Alien fish harvesting benefits both conservation and communities

A CapeNature partnership with a local authority and humanitarian organisation has helped solve an ecological problem while at the same time allowing a local community to harvest a desperately needed source of food.

The Groenvlei carp management project in the Goukamma Nature Reserve near Sedgefield aimed to control an alien species by removing the carp, improving water quality and rehabilitating the ecosystem.

Crucially, during the 2020 Covid-19 lockdown, it also helped supply people living in the area with fish to eat, in partnership with the local municipality and Gift of the Givers.

The carp, an invasive species native to Europe and Asia, had been increasing in the lake. Local fishermen were permitted to fish in the lake during the lockdown, but this still did not make enough of an impact.
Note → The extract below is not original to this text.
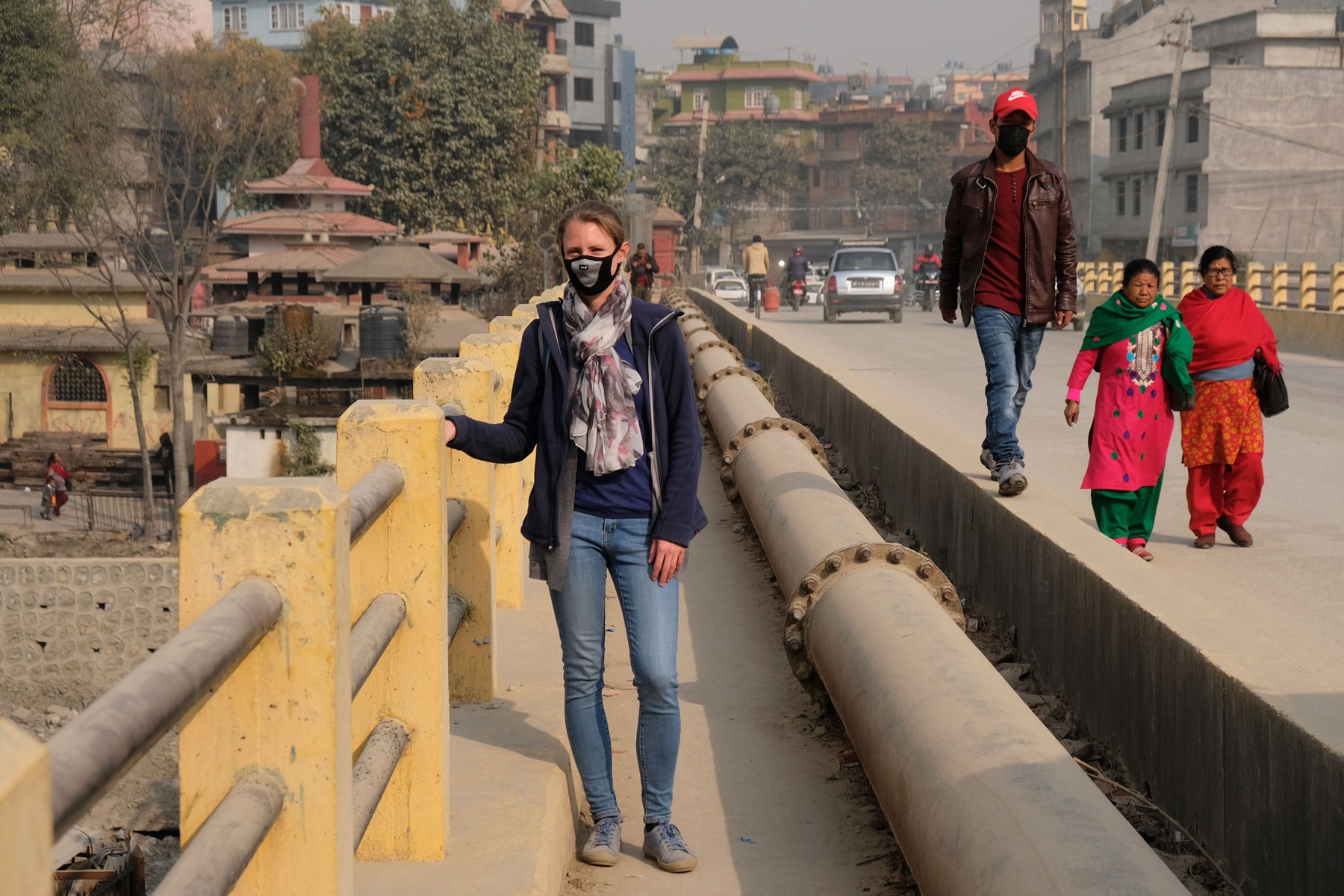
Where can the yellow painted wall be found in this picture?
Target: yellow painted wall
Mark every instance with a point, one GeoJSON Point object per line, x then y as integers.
{"type": "Point", "coordinates": [58, 309]}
Considering widespread poverty and hunger, exacerbated by the lockdown, CapeNature partnered with Gift of the Givers and the Knysna municipality to distribute the fish more widely.

Isuzu Motors South Africa also pitched in as a crucial link in the project, providing a refrigerated truck to keep the fish at the correct temperature while being transported and enabling the team to reach many beneficiaries, including big soup kitchens in the area.

CapeNature executive director Dr Ernst Baard was quoted as saying that the Groenvlei carp management project achieved three goals simultaneously: controlling an invasive alien species control, rehabilitating the ecosystem and exercising social responsibility in a time of need.